Tuesday, January 02, 2007

Government Retiree Health Benefits Cost Could Top $100 Billion

Ventura County Star: County News

This is a good article on governement retiree health care costs. It basically is telling us that the taxpayers are going to have to cough up about another $100 billion over the next 20 - 30 years to pay benefits promised, but not reserved for by governement entities in California. Ouch. That is a lot of money - as the old saying goes, a billion here, a billion there, pretty soon it adds up to a lot of money!

It's not just the public sector that has these problems, the private sector does too. It is all these unfunded liabilities that may end up bring two enemies together on a single issue - Government run healthcare. The private sector would like nothing else than to pawn off its liabilities to the government, this way they could become more competitive (so the saying goes) with companies whose home nation pays these costs. The public sector will have a hard time finding the money to fund these obligations and raising taxes is not something that keeps a politician in office for long. Thus unions and quite possibly corporate interests may come together to lobby for a government run healthcare system in order to get out of benefits they promised, but never saved up for.....in the end we (the taxpayer) still foot the bill.

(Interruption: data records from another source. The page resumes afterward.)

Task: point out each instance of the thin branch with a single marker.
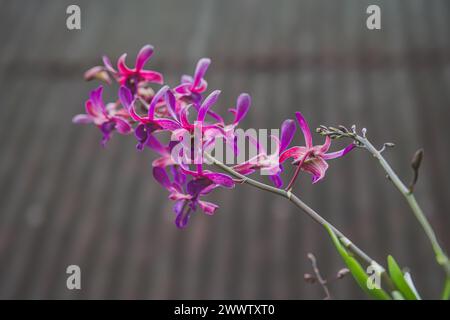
(319, 278)
(363, 142)
(361, 255)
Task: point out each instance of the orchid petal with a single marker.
(155, 145)
(152, 76)
(171, 103)
(144, 54)
(167, 124)
(294, 152)
(108, 64)
(200, 71)
(156, 98)
(326, 146)
(242, 106)
(121, 65)
(122, 126)
(82, 119)
(183, 218)
(288, 129)
(276, 179)
(161, 176)
(221, 179)
(125, 97)
(317, 167)
(183, 89)
(208, 207)
(305, 129)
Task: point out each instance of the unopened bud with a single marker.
(417, 159)
(97, 72)
(309, 278)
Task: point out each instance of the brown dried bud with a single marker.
(417, 159)
(342, 273)
(309, 278)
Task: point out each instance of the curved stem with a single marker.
(441, 257)
(361, 255)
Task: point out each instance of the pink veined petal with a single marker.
(97, 72)
(125, 97)
(207, 103)
(220, 178)
(122, 126)
(155, 145)
(171, 103)
(91, 110)
(152, 76)
(324, 148)
(294, 152)
(108, 64)
(245, 168)
(184, 113)
(176, 195)
(186, 170)
(288, 129)
(121, 65)
(340, 153)
(242, 106)
(187, 79)
(82, 119)
(276, 179)
(144, 54)
(135, 116)
(161, 176)
(317, 167)
(208, 207)
(167, 124)
(305, 129)
(156, 98)
(96, 99)
(163, 161)
(183, 89)
(200, 71)
(202, 87)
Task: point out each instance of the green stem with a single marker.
(441, 257)
(446, 291)
(361, 255)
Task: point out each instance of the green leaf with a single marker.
(356, 269)
(397, 295)
(399, 280)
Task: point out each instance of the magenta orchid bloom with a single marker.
(310, 158)
(167, 111)
(193, 86)
(187, 199)
(131, 78)
(150, 123)
(267, 162)
(105, 117)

I believe our health care system could use quite a bit of reform, but I don't believe government is the answer.

I also don't believe former state republican senator Keith Richmann's answer is the right. He advocates moving the retirement age from 60 to 65 or 70 for all public employees. While I do generally support a rise in retirement age, I don't believe Richmanns ideas make sense. Why keep an employee who wants to retire on the books? They'll be less productive, they'll get paid more (remember, government rewards longevity) than a new employee would (by probably a 2 - 2.5 to 1 margin), and at least in school districts could do harm to our children (a teacher who is sick of teachings won't do as good a job). These negatives outweigh the positives of a forced extension. However, I am in agreement that something needs to be done.